On the panel, Capozzi looked back on his previous product development processes before his company turned to cloud-native Onshape.
“We had no PDM system at all, so all of the R&D activities were really siloed amongst the design teams,” recalled Capozzi. “Now, (with Onshape), we're collaborating globally, which really optimizes your engineering horsepower and allows you to have all your experts participating in one design. The quality and the speed of the design is improving. Access is just intuitive, it never fails to open, and you never lose data.”
Poulson added that with collaboration now being seamless at Autonomous Solutions, Inc., employees are more eager to pitch in — and that’s especially handy for last-minute reviews and approvals when it’s all-hands-on-deck.
“We can have more people have the Document open at the same time as we work on it together in a Teams chat or just in a phone call,” he said.
Before Onshape, Poulson recalled that he and his colleagues were inclined to “go work on our little task and get that done and not ask for help. But Onshape changed that and made us work together better.”
Agile Design Processes Made Possible with Zero-IT Footprint
Enabling better Agile Product Development processes wasn’t the only Onshape benefit cited by the panelists.
According to Capozzi, Onshape’s zero-IT footprint has allowed Amphenol to no longer worry about continued purchases of terabytes of cloud data or the exorbitant cost of power consumption from running racks of their own data center servers.
“Someone who is not an IT person can administer the whole system,” he said.

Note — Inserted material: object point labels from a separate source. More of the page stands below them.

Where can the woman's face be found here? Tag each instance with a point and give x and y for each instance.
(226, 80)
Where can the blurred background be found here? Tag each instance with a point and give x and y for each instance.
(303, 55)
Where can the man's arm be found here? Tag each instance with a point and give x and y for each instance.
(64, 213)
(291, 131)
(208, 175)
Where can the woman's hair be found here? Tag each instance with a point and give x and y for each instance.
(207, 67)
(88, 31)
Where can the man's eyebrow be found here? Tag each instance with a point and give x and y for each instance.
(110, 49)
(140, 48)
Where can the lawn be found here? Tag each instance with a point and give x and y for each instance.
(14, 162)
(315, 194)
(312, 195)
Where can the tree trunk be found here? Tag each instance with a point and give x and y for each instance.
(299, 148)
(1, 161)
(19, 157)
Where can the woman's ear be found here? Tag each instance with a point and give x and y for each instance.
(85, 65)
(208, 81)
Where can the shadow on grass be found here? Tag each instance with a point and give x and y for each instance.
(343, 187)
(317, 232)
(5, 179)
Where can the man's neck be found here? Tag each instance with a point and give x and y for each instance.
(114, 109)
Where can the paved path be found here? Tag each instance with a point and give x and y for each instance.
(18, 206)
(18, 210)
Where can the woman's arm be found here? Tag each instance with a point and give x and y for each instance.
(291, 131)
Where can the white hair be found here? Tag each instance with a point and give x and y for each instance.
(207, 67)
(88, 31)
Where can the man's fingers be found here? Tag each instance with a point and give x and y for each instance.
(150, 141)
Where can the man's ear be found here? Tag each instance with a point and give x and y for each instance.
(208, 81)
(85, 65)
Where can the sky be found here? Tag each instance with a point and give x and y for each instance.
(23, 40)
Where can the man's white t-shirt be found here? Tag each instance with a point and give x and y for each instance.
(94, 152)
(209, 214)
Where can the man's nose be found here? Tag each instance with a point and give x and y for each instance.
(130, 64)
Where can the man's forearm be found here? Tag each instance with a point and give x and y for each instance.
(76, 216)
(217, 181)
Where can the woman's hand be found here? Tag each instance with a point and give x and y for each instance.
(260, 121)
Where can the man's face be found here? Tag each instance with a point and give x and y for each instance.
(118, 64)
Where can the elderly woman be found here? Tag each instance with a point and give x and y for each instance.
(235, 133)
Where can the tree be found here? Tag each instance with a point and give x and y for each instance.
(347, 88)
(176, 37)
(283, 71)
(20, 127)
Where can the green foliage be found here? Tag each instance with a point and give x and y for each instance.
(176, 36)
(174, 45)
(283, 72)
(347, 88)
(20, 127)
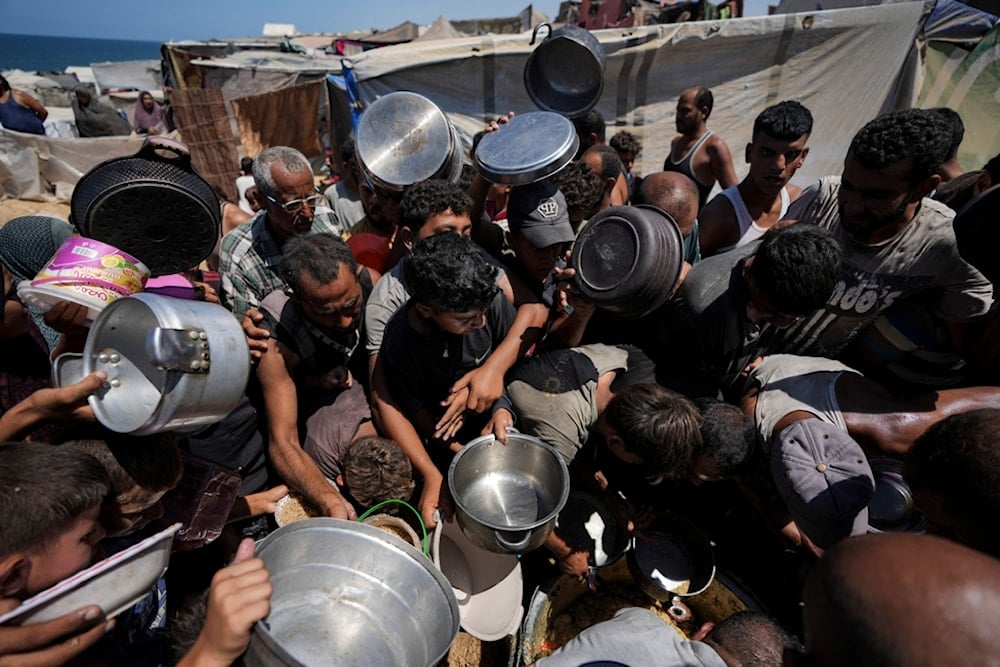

The Amphenol team chose cloud-native Onshape for its built-in data management and zero-IT footprint.
Syzygy’s Hudson added that Onshape has also made it easier to collaborate with outside suppliers.
“The more pieces of software that need to be involved with each other, the more complicated it typically gets, and that was a major source of difficulty for us,” he said. “No one wants to have to do manual data entry. But you can export data directly from Onshape into an Excel file, and then share that with almost any other software.”